The New York Times refused publication of this letter dated March 4, 2015
Re your article ‘A new look at Tiananmen protests’ (NYT February 25) concerning publication of Mr Xu Yong’s photos of the protests, I wonder if you realise there were two very different Tiananmen protests. One by students lasted six weeks in Beijing’s Tiananmen Square and was dispersed almost without casualties on the night of June 4, 1989. The other came much earlier that evening as troops tried to enter Beijing to disperse the students. After being viciously attacked and fire-bombed by anti-regime crowds, some of the soldiers began wild revenge shooting at civilians and students in the streets leading to the Square.

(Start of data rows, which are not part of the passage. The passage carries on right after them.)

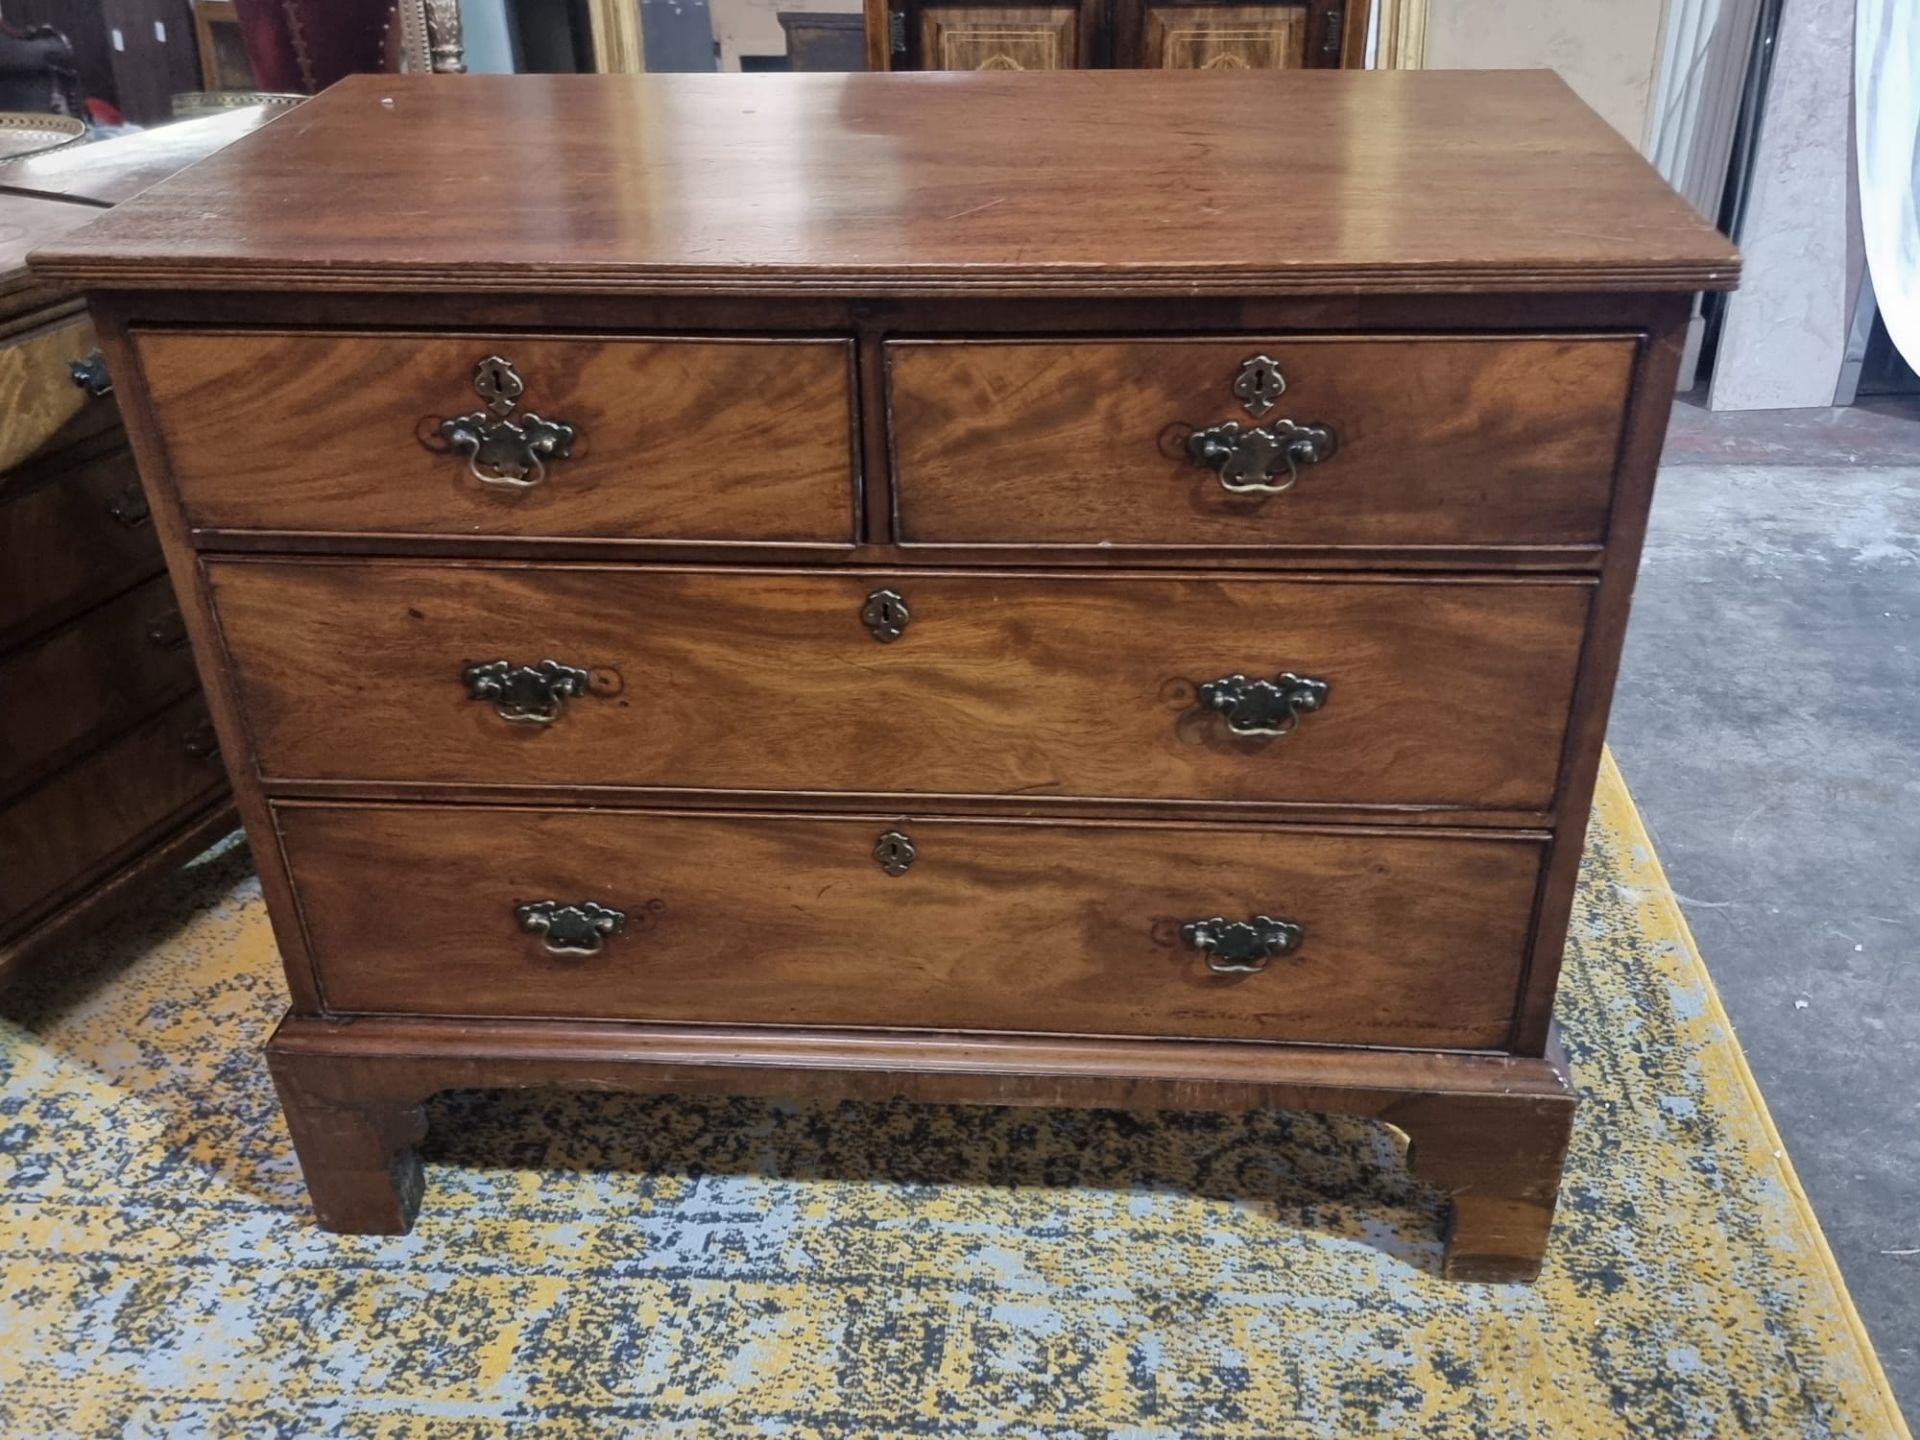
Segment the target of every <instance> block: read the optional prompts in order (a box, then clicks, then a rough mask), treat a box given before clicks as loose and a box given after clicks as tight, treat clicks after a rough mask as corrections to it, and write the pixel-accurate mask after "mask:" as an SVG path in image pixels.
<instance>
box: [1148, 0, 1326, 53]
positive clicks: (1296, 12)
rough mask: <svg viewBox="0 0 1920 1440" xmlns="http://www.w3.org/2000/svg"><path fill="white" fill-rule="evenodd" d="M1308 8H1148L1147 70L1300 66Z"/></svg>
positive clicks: (1297, 7)
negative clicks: (1307, 8)
mask: <svg viewBox="0 0 1920 1440" xmlns="http://www.w3.org/2000/svg"><path fill="white" fill-rule="evenodd" d="M1306 54H1308V12H1306V6H1148V10H1146V54H1144V58H1142V65H1146V67H1148V69H1302V67H1304V65H1306Z"/></svg>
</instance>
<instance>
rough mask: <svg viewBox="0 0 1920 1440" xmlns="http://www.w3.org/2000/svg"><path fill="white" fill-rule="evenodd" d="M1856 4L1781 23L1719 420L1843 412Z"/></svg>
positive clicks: (1856, 268) (1821, 3) (1729, 313)
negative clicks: (1789, 414) (1811, 408)
mask: <svg viewBox="0 0 1920 1440" xmlns="http://www.w3.org/2000/svg"><path fill="white" fill-rule="evenodd" d="M1851 98H1853V0H1793V4H1789V6H1786V10H1784V13H1782V17H1780V36H1778V40H1776V46H1774V69H1772V77H1770V81H1768V88H1766V111H1764V115H1763V119H1761V136H1759V146H1757V150H1755V159H1753V182H1751V190H1749V192H1747V207H1745V215H1743V219H1741V225H1740V234H1738V236H1734V238H1736V240H1738V242H1740V248H1741V252H1743V253H1745V261H1747V263H1745V271H1743V273H1741V280H1740V290H1738V292H1736V294H1734V296H1730V298H1728V305H1726V324H1724V326H1722V330H1720V348H1718V351H1716V353H1715V361H1713V390H1711V394H1709V401H1707V403H1709V405H1711V407H1713V409H1716V411H1766V409H1807V407H1816V405H1832V403H1834V390H1836V386H1837V382H1839V367H1841V361H1843V359H1845V353H1847V330H1849V326H1851V323H1853V296H1855V288H1857V286H1855V284H1853V282H1851V278H1849V271H1851V269H1853V271H1857V261H1851V257H1849V244H1847V236H1849V225H1847V221H1849V205H1847V177H1849V173H1851V171H1853V144H1851V131H1849V108H1851Z"/></svg>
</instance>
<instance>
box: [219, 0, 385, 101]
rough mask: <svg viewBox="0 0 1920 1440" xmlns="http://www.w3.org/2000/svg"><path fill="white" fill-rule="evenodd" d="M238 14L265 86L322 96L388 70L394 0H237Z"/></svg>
mask: <svg viewBox="0 0 1920 1440" xmlns="http://www.w3.org/2000/svg"><path fill="white" fill-rule="evenodd" d="M234 13H236V17H238V21H240V35H242V36H244V40H246V58H248V63H250V65H252V67H253V83H255V84H257V86H259V88H261V90H275V92H282V94H319V92H321V90H324V88H326V86H328V84H332V83H334V81H338V79H340V77H342V75H357V73H365V71H382V69H386V27H388V23H390V21H392V15H394V0H234Z"/></svg>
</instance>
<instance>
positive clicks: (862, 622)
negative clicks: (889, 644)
mask: <svg viewBox="0 0 1920 1440" xmlns="http://www.w3.org/2000/svg"><path fill="white" fill-rule="evenodd" d="M912 618H914V616H912V612H910V611H908V609H906V599H904V597H902V595H900V593H899V591H893V589H876V591H874V593H872V595H868V597H866V605H862V607H860V620H862V624H866V628H868V634H870V636H874V639H877V641H879V643H881V645H887V643H891V641H895V639H899V637H900V636H904V634H906V622H908V620H912Z"/></svg>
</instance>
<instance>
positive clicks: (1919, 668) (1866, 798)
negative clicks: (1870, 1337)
mask: <svg viewBox="0 0 1920 1440" xmlns="http://www.w3.org/2000/svg"><path fill="white" fill-rule="evenodd" d="M1916 616H1920V407H1916V405H1907V403H1882V405H1872V407H1864V409H1853V411H1791V413H1763V415H1707V413H1705V411H1699V409H1695V407H1692V405H1690V403H1686V401H1682V405H1678V407H1676V411H1674V424H1672V428H1670V432H1668V444H1667V463H1665V465H1663V468H1661V482H1659V492H1657V499H1655V505H1653V524H1651V530H1649V534H1647V551H1645V563H1644V568H1642V578H1640V588H1638V591H1636V599H1634V618H1632V628H1630V630H1628V637H1626V660H1624V666H1622V672H1620V685H1619V693H1617V697H1615V708H1613V726H1611V732H1609V739H1611V743H1613V751H1615V755H1617V756H1619V762H1620V770H1622V772H1624V776H1626V783H1628V785H1630V787H1632V791H1634V797H1636V799H1638V803H1640V808H1642V814H1644V816H1645V822H1647V829H1649V831H1651V835H1653V841H1655V849H1657V851H1659V854H1661V858H1663V860H1665V864H1667V874H1668V881H1670V883H1672V887H1674V891H1676V893H1678V897H1680V904H1682V910H1684V912H1686V918H1688V922H1690V924H1692V927H1693V935H1695V939H1697V941H1699V948H1701V954H1703V956H1705V960H1707V968H1709V970H1711V972H1713V977H1715V981H1716V983H1718V989H1720V996H1722V1000H1724V1002H1726V1010H1728V1014H1730V1016H1732V1021H1734V1029H1736V1033H1738V1035H1740V1041H1741V1044H1743V1046H1745V1050H1747V1060H1749V1062H1751V1066H1753V1071H1755V1075H1757V1079H1759V1083H1761V1089H1763V1092H1764V1094H1766V1102H1768V1106H1770V1108H1772V1114H1774V1121H1776V1123H1778V1127H1780V1131H1782V1135H1784V1139H1786V1144H1788V1152H1789V1154H1791V1156H1793V1164H1795V1167H1797V1169H1799V1175H1801V1181H1803V1183H1805V1187H1807V1192H1809V1196H1811V1200H1812V1206H1814V1210H1816V1212H1818V1215H1820V1221H1822V1225H1824V1227H1826V1235H1828V1240H1830V1244H1832V1246H1834V1254H1836V1256H1837V1260H1839V1267H1841V1271H1843V1273H1845V1277H1847V1284H1849V1288H1851V1290H1853V1298H1855V1302H1857V1306H1859V1309H1860V1315H1862V1317H1864V1319H1866V1327H1868V1331H1870V1332H1872V1336H1874V1342H1876V1346H1878V1350H1880V1357H1882V1363H1884V1365H1885V1369H1887V1377H1889V1379H1891V1382H1893V1390H1895V1394H1897V1396H1899V1400H1901V1405H1903V1407H1905V1411H1907V1415H1908V1421H1910V1423H1914V1421H1920V620H1916ZM1914 1428H1920V1423H1916V1425H1914Z"/></svg>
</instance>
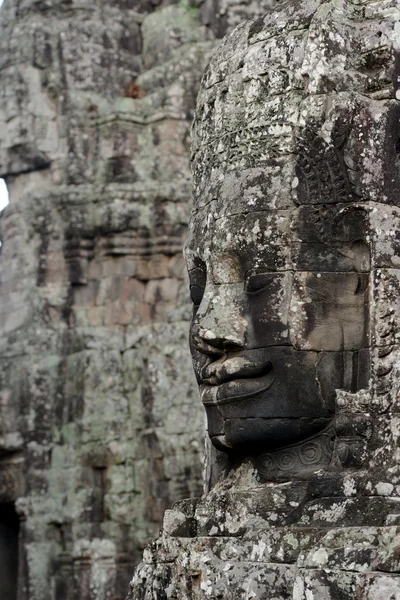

Unfortunately we rarely get to see the photos of what caused that wild shooting – of the badly burned soldiers and charred corpses strung up under overpasses, one of which was self-censored by the Reuters news agency. Ironically the AP photographer, Jeff Widener, who captured the iconic ‘tank man’ photo which has come to symbolise alleged student bravery in the face of Beijing’s brute force has since explained that photo was taken the day after the Tiananmen events, that the tanks were moving out of Beijing, and the man was holding shopping bags.
We also never get to see or read Widener’s account of the previous evening when he was attacked by crowds that were killing solders trying to escape from burning troop carriers. An Australian embassy report I have seen spoke of crowds tearing out genitals of dead soldiers.
In his Columbia Journalism Review article ‘The Myth of Tiananmen and the Price of a Passive Press’ Jay Williams, a journalist who was in Beijing that fateful night, notes that the ‘myth’ of troops with machine guns storming into the Square owed much to an anonymous article a week later in a Hongkong newspaper and heavily publicised by world media, including the New York Times.